Nov 11, 2021
The pandemic has given us a glimpse into the ways our health is woven into the social contract. The high number of deaths from COVID are the result of the government’s failure to collaborate with international organizations and with our own state lawmakers. We leaned on essential care workers, many of whom are people of color. And yet, they often lacked PPE, challenging what it really means to be “essential.”
Racism is a preexisting health condition in the United States. COVID unveiled the institutional and infrastructural inequalities that have existed in our healthcare system for decades, which we see with the alarming rates of death among Black and Latino children. These inequalities and social stereotypes affect every corner of healthcare. For example, Black adults are 2 to 6 times more likely to suffer an amputation than a white adult, especially for common conditions like diabetes.

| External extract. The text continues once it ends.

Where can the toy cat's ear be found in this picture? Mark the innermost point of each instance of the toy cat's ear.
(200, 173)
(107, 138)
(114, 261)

Increasingly, aspects of women’s health, such as reproduction, pregnancy, abortion, birth, and motherhood have been criminalized in the United States. Criminalization especially affects Black and brown women so that medical care has become a weapon to turn health issues like a stillbirth into a criminal offense. However, in creating these sorts of precedents, all women—regardless of race—are then subject to suffering under this weaponization of healthcare, which we see happening across the country right now.

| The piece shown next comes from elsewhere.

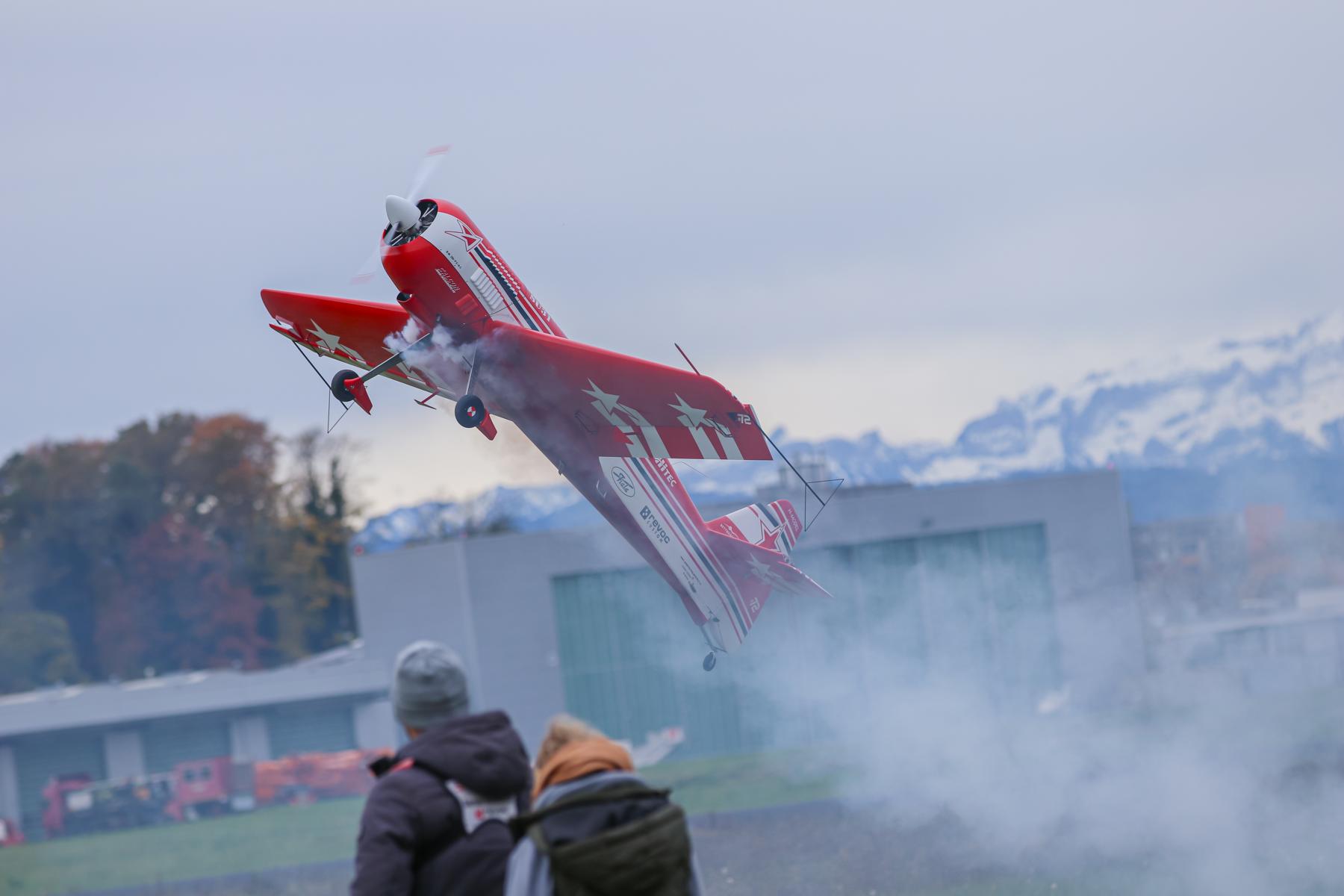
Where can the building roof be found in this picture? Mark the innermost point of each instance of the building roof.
(337, 673)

Michele Goodwin is a Chancellor’s Professor at the University of California Irvine and founding director of the Center for Biotechnology and Global Health Policy. She is the recipient of the 2020-21 Distinguished Senior Faculty Award for Research, the highest honor bestowed by the University of California. She is an elected member of the American Law Institute, as well as an elected Fellow of the American Bar Foundation and the Hastings Center (the organization central to the founding of bioethics). She is an American Law Institute Adviser for the Restatement Third of Torts: Remedies.

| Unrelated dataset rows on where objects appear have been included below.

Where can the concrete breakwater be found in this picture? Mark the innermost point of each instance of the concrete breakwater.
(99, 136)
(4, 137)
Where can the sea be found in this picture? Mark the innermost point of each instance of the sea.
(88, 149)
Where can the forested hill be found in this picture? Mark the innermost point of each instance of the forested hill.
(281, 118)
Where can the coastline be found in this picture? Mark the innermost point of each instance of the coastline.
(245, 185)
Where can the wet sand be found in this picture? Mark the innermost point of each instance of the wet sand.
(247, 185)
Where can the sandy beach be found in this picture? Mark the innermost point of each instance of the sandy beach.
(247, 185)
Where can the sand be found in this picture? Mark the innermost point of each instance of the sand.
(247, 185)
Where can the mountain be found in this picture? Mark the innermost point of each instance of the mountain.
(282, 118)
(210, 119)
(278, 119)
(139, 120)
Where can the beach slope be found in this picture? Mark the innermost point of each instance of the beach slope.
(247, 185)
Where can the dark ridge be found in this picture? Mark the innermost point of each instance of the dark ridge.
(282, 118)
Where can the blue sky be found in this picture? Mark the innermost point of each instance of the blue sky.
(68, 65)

Goodwin has won national awards for excellence in scholarship, outstanding teaching, and committed community service. Gov. Paul Patton of Kentucky commissioned her a Colonel, the state’s highest title of honor for her outstanding contributions to K-12 education. She’s the recipient of the Be The Change Award, the Sandra Day O’Connor Legacy Award by the Women’s Journey Foundation, and was named Teacher of the Year by the Thurgood Marshall Bar Association in 2018. Goodwin received a commendation from the United States House of Representatives for Outstanding Teaching.